Oh, what I miss most are the friendships that were shattered by that; just had staked too much of their career on there being weapons of mass destruction. And not only didn't we find them, we found they didn't exist prior to the war.
HANSEN: How do you think that kind of faulty intelligence can be prevented, moving ahead?
Dr. KAY: Well, I think it requires people who understand societies that they're making predictions and analysis about far deeper. We had very few people who are really experts in Iraq. I'm actually, right now, quite fearful for the future of U.S. intelligence.
The intelligence service has been merged essentially because we're at war with the Defense Department. And it's a combating terrorism organization, not one that looks strategically around the world to warn political leaders of what is over the horizon and they may have to deal with.
HANSEN: Where does al-Qaida figure into your threat assessment, given the fact that Osama bin Laden is dead?
Dr. KAY: Oh, al-Qaida is going to remain a threat, but I think that's where I worry about intelligence. You deal with that threat that you see right in front of your nose. And you forget, it's coming from a society that's in transition. And in some parts of the transition, the Arab Spring looks mildly optimistic.
On the other, there are others - the demographic status in that whole region is one that's genuinely frightened. I mean, to realize that Yemen at the end of this century, if the course doesn't change, will be the second largest country in the Middle East and yet it has no economy at all. There are frightening things there.
HANSEN: Do you think the U.S. is taking proper action to address the threats you've outlined? I mean you've given your criticism of the intelligence community, but otherwise in terms of, say, foreign-policy, diplomacy.
Dr. KAY: Well, look, I think what you have to deal with is far larger than what I've just described. I think on the horizon you've got to deal with China and India, as they emerge. You're also going to have to deal with something we haven't dealt with in a very long time; and that's the decline of a major power, Japan.
If you look at the demographics, the economy, as well as its exposure to natural events - such as the earthquake and resulting reactor disaster - we haven't recognized what is the result of a decline of a major power, in terms of Asian stability. So there's a lot on the horizon out there to worry about.
I am worried too much we focus on al-Qaida, jihadists. And we, of course - and I understand why - we're worried about what happens to Afghanistan because of the large American presence there.
HANSEN: I know that you've turned your attention to a different focus - and no pun intended in recent years. On your website you write: It quickly became clear that if you tell the Emperor that he is not wearing clothes, you should not expect the president's tailor and valet to ask you to design the next wardrobe. Time for a new passion.
For you that passion is photography. What does it do for you?
Dr. KAY: Well, look. It's just the nature of my personality. Something has to fire me continuously. That's just the way I am. I can't sit back and relax.
HANSEN: Does it keep you sane, optimistic?

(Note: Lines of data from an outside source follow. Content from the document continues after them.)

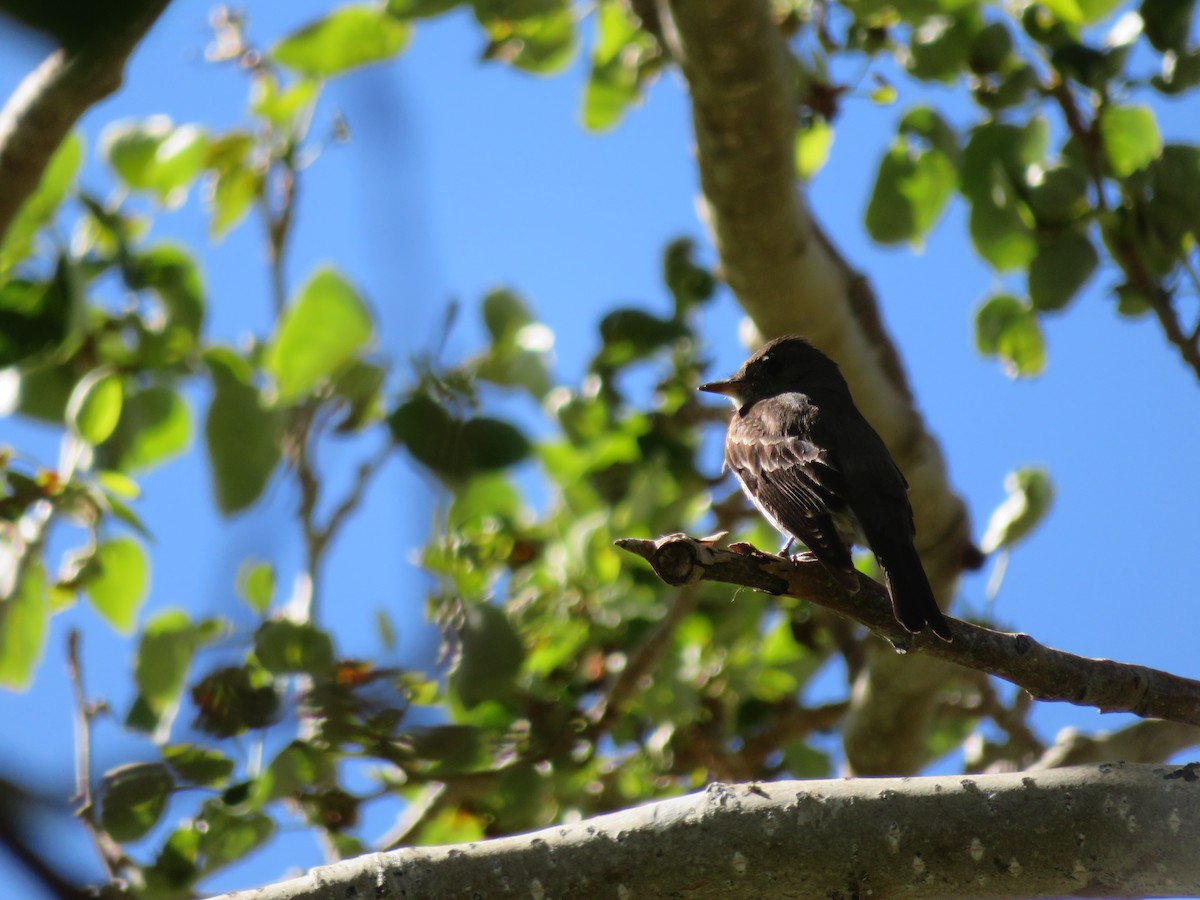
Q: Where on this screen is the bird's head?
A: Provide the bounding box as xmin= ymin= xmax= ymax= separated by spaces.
xmin=698 ymin=336 xmax=845 ymax=405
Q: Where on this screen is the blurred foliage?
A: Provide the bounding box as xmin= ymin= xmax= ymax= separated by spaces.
xmin=1 ymin=0 xmax=1193 ymax=892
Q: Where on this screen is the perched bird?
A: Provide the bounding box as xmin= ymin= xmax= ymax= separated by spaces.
xmin=699 ymin=336 xmax=953 ymax=641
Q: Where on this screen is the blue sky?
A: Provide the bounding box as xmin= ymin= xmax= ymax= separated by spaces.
xmin=2 ymin=0 xmax=1199 ymax=894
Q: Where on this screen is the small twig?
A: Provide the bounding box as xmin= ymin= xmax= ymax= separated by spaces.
xmin=264 ymin=153 xmax=298 ymax=318
xmin=291 ymin=404 xmax=324 ymax=618
xmin=66 ymin=631 xmax=121 ymax=880
xmin=292 ymin=421 xmax=392 ymax=623
xmin=1044 ymin=74 xmax=1200 ymax=382
xmin=616 ymin=534 xmax=1200 ymax=727
xmin=317 ymin=440 xmax=393 ymax=553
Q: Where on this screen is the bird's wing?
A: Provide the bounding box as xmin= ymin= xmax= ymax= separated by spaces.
xmin=724 ymin=414 xmax=858 ymax=585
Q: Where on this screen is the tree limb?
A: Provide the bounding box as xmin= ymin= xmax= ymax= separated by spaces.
xmin=0 ymin=0 xmax=170 ymax=245
xmin=616 ymin=534 xmax=1200 ymax=727
xmin=1032 ymin=719 xmax=1200 ymax=770
xmin=210 ymin=762 xmax=1200 ymax=899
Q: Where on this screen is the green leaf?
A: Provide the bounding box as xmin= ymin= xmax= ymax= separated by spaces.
xmin=163 ymin=745 xmax=235 ymax=787
xmin=387 ymin=0 xmax=464 ymax=17
xmin=581 ymin=0 xmax=647 ymax=131
xmin=237 ymin=560 xmax=275 ymax=614
xmin=149 ymin=124 xmax=210 ymax=201
xmin=961 ymin=119 xmax=1048 ymax=201
xmin=130 ymin=611 xmax=208 ymax=734
xmin=794 ymin=119 xmax=834 ymax=180
xmin=975 ymin=294 xmax=1046 ymax=377
xmin=483 ymin=289 xmax=535 ymax=343
xmin=1028 ymin=229 xmax=1098 ymax=311
xmin=908 ymin=12 xmax=977 ymax=82
xmin=0 ymin=268 xmax=77 ymax=367
xmin=1114 ymin=283 xmax=1152 ymax=317
xmin=85 ymin=537 xmax=150 ymax=633
xmin=273 ymin=5 xmax=412 ymax=76
xmin=388 ymin=395 xmax=531 ymax=480
xmin=136 ymin=244 xmax=207 ymax=338
xmin=968 ymin=190 xmax=1037 ymax=270
xmin=204 ymin=348 xmax=282 ymax=515
xmin=209 ymin=162 xmax=261 ymax=239
xmin=266 ymin=268 xmax=374 ymax=405
xmin=1100 ymin=106 xmax=1163 ymax=177
xmin=968 ymin=21 xmax=1015 ymax=74
xmin=961 ymin=120 xmax=1044 ymax=270
xmin=981 ymin=467 xmax=1055 ymax=552
xmin=409 ymin=725 xmax=491 ymax=773
xmin=866 ymin=140 xmax=956 ymax=245
xmin=663 ymin=238 xmax=716 ymax=314
xmin=0 ymin=132 xmax=83 ymax=272
xmin=448 ymin=473 xmax=521 ymax=528
xmin=0 ymin=562 xmax=49 ymax=690
xmin=102 ymin=119 xmax=209 ymax=202
xmin=100 ymin=762 xmax=174 ymax=842
xmin=461 ymin=418 xmax=532 ymax=471
xmin=1025 ymin=165 xmax=1090 ymax=227
xmin=596 ymin=308 xmax=686 ymax=366
xmin=197 ymin=803 xmax=274 ymax=875
xmin=98 ymin=386 xmax=192 ymax=473
xmin=1141 ymin=0 xmax=1194 ymax=51
xmin=479 ymin=3 xmax=576 ymax=74
xmin=103 ymin=117 xmax=171 ymax=190
xmin=249 ymin=75 xmax=320 ymax=127
xmin=254 ymin=620 xmax=335 ymax=676
xmin=66 ymin=369 xmax=124 ymax=446
xmin=191 ymin=666 xmax=282 ymax=738
xmin=451 ymin=602 xmax=525 ymax=709
xmin=261 ymin=741 xmax=335 ymax=801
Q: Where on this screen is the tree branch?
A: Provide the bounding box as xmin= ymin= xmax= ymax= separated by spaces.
xmin=616 ymin=534 xmax=1200 ymax=727
xmin=1032 ymin=719 xmax=1200 ymax=770
xmin=0 ymin=0 xmax=171 ymax=244
xmin=210 ymin=762 xmax=1200 ymax=899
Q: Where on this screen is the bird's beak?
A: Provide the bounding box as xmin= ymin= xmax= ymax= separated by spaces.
xmin=698 ymin=378 xmax=742 ymax=396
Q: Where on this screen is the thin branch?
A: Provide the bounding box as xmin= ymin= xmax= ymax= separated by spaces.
xmin=1045 ymin=74 xmax=1200 ymax=382
xmin=0 ymin=1 xmax=171 ymax=244
xmin=65 ymin=631 xmax=121 ymax=881
xmin=616 ymin=534 xmax=1200 ymax=727
xmin=316 ymin=440 xmax=393 ymax=554
xmin=264 ymin=159 xmax=297 ymax=318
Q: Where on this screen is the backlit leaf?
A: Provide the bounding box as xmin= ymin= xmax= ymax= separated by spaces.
xmin=273 ymin=5 xmax=412 ymax=76
xmin=266 ymin=268 xmax=374 ymax=405
xmin=85 ymin=537 xmax=150 ymax=633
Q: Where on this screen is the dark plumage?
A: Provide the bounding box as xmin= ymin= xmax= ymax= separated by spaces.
xmin=699 ymin=336 xmax=953 ymax=641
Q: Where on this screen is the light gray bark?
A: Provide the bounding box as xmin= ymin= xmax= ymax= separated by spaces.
xmin=210 ymin=762 xmax=1200 ymax=899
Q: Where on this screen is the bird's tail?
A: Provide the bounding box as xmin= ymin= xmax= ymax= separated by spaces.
xmin=875 ymin=542 xmax=953 ymax=641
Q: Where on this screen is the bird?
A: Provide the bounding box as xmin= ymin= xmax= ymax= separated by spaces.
xmin=699 ymin=336 xmax=953 ymax=641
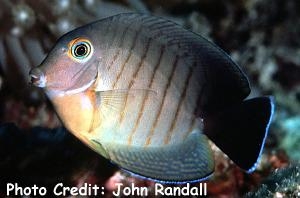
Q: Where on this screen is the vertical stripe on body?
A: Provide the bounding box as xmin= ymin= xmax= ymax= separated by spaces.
xmin=105 ymin=23 xmax=148 ymax=145
xmin=98 ymin=17 xmax=161 ymax=144
xmin=145 ymin=55 xmax=179 ymax=146
xmin=119 ymin=37 xmax=152 ymax=125
xmin=107 ymin=18 xmax=140 ymax=71
xmin=127 ymin=45 xmax=165 ymax=145
xmin=111 ymin=27 xmax=141 ymax=89
xmin=183 ymin=71 xmax=208 ymax=139
xmin=95 ymin=18 xmax=142 ymax=139
xmin=183 ymin=94 xmax=203 ymax=138
xmin=163 ymin=62 xmax=197 ymax=144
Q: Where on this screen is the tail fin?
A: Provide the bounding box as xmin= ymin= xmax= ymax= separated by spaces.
xmin=204 ymin=96 xmax=275 ymax=172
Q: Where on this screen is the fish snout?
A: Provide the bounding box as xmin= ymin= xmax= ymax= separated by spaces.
xmin=29 ymin=68 xmax=46 ymax=88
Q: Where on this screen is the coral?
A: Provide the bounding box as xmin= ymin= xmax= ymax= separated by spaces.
xmin=246 ymin=164 xmax=300 ymax=198
xmin=278 ymin=116 xmax=300 ymax=161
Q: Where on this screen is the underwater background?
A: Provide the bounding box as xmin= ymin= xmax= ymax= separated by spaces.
xmin=0 ymin=0 xmax=299 ymax=197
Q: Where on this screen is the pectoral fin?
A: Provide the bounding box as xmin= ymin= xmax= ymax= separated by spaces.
xmin=94 ymin=89 xmax=156 ymax=117
xmin=100 ymin=131 xmax=214 ymax=183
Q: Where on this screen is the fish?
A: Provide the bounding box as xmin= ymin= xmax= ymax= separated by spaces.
xmin=29 ymin=13 xmax=275 ymax=183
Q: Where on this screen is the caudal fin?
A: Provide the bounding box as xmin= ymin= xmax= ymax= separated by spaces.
xmin=204 ymin=96 xmax=275 ymax=172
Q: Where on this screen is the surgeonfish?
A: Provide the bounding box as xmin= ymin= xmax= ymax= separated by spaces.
xmin=29 ymin=13 xmax=275 ymax=183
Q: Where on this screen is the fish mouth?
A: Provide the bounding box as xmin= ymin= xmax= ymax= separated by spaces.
xmin=29 ymin=68 xmax=46 ymax=88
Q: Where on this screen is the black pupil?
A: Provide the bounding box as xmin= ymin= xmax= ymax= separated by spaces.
xmin=75 ymin=44 xmax=87 ymax=57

Dr. KAY: Well, it's certainly - not everything. I've spent a lot of time over the last few years taking photographs for families at Arlington National Cemetery - that's not optimism. Although I am amazed at how families cope with losses, losses they didn't anticipate and often don't understand. But I am impressed by the resilience that I see there.
I think the American people should really be proud, not only of the courage and heroism of the people on the battlefield but their families who are behind living, and those who are left by tragic deaths. It's something that deeply moves you but moves you in a very positive way.
HANSEN: David Kay is the former chief U.S. weapons inspector in Iraq. He's now a senior fellow at the Potomac Institute for Policy Studies.
Thanks for coming in. It's really good to see you again.
Dr. KAY: Thank you, Liane, very happy to be here.
HANSEN: You're listening to NPR News.